I do think that there are hints of Iron Age stories still contained even in the acceopted late medieval Arthurian epic. For example, his sword. Excalbutr is the latinised form of Caliburn, a celtic name, and the naming of weapons, even giving them personalities of their own, was a feature of Iron Age British culture long before Gary Gygax used the idea in Dungeons & Dragons. Note also the "Lady In The Lake", a mythical entity with clear parallels to the importance of water in ancient British rituals, which did include that of sacrificing weaponry.

It's a bit speculative, but hidden in Arthurian mythos and sanitised for medieval christian expectations is perhaps the story of a man who falls upon hard times and sacrifices everything he has for good fortune. His prayers are answered and he's given the sword, which will make him King above all others, but beware - the sword is borriowed, and will one day be required to be handed back. But of course power corrupts and our hero refuises the summons, fearing his reign will end without it, or simply that he now regards the weapon as his own property - He is king, you know - which it does anyway because he's broken hos covenant with the water spirits that spurred his success.
 
Dec 2009
918
some scholars, such as Brian Sykes & Colin Renfrew & Barry Cunliffe in the documentary Celts - the Complete Series (ep.1), purport to perceive cultural "Celtic" continuity, back through the Iron Age, thru the Bronze Age, thru to the Neolithic & Mesolithics.
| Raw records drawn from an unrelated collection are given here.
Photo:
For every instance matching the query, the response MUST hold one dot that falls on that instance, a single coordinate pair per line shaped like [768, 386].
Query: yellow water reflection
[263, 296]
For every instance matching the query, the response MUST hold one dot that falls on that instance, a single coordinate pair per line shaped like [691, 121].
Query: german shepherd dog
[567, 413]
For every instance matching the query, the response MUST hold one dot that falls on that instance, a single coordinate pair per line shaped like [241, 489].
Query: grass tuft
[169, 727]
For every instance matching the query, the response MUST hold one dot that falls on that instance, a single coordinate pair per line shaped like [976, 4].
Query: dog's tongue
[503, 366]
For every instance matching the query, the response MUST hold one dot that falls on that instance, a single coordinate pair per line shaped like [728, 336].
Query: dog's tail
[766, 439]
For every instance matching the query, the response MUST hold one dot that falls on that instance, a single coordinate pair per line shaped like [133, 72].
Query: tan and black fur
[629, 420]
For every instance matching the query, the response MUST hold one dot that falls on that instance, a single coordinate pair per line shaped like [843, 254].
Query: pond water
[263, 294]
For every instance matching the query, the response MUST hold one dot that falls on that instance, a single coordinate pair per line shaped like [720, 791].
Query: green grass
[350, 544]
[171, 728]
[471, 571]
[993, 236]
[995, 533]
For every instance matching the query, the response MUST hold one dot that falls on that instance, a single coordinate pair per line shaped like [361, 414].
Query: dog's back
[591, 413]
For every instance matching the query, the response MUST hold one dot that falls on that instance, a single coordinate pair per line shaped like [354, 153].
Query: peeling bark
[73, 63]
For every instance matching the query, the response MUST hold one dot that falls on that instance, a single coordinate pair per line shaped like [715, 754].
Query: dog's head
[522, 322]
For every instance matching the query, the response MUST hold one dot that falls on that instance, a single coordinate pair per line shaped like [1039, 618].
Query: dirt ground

In the documentary, Sykes analyzed only mtDNA, to reach those conclusions.

others seem to say, that PIE speaking "Celts" came wielding weapons of iron, causing the Iron Age. Vaguely about that time of transition (BA -> IA), the older megalithic monuments seemingly faded out of use, consistent with a cultural break, towards newer non-originally-native arrivals. If so, then BA / Neolithic myths plausibly faded out of parlance, with the "religiously" important monuments.

to borrow a phrase, assuming partial (matriarchal) continuity seems to "resolve, if not settle, the issue".

what about the Basques ? Tracing the Basques backwards through time, thru the Aquitani of Caesar's day... and then to the "Atlantic Bronze Age culture" (?)... and then to the Atlantic "Beaker" culture (?)...

would imply, that the oldest pre-Roman, even pre-IE myths, might be maintained, amongst the Basques (?).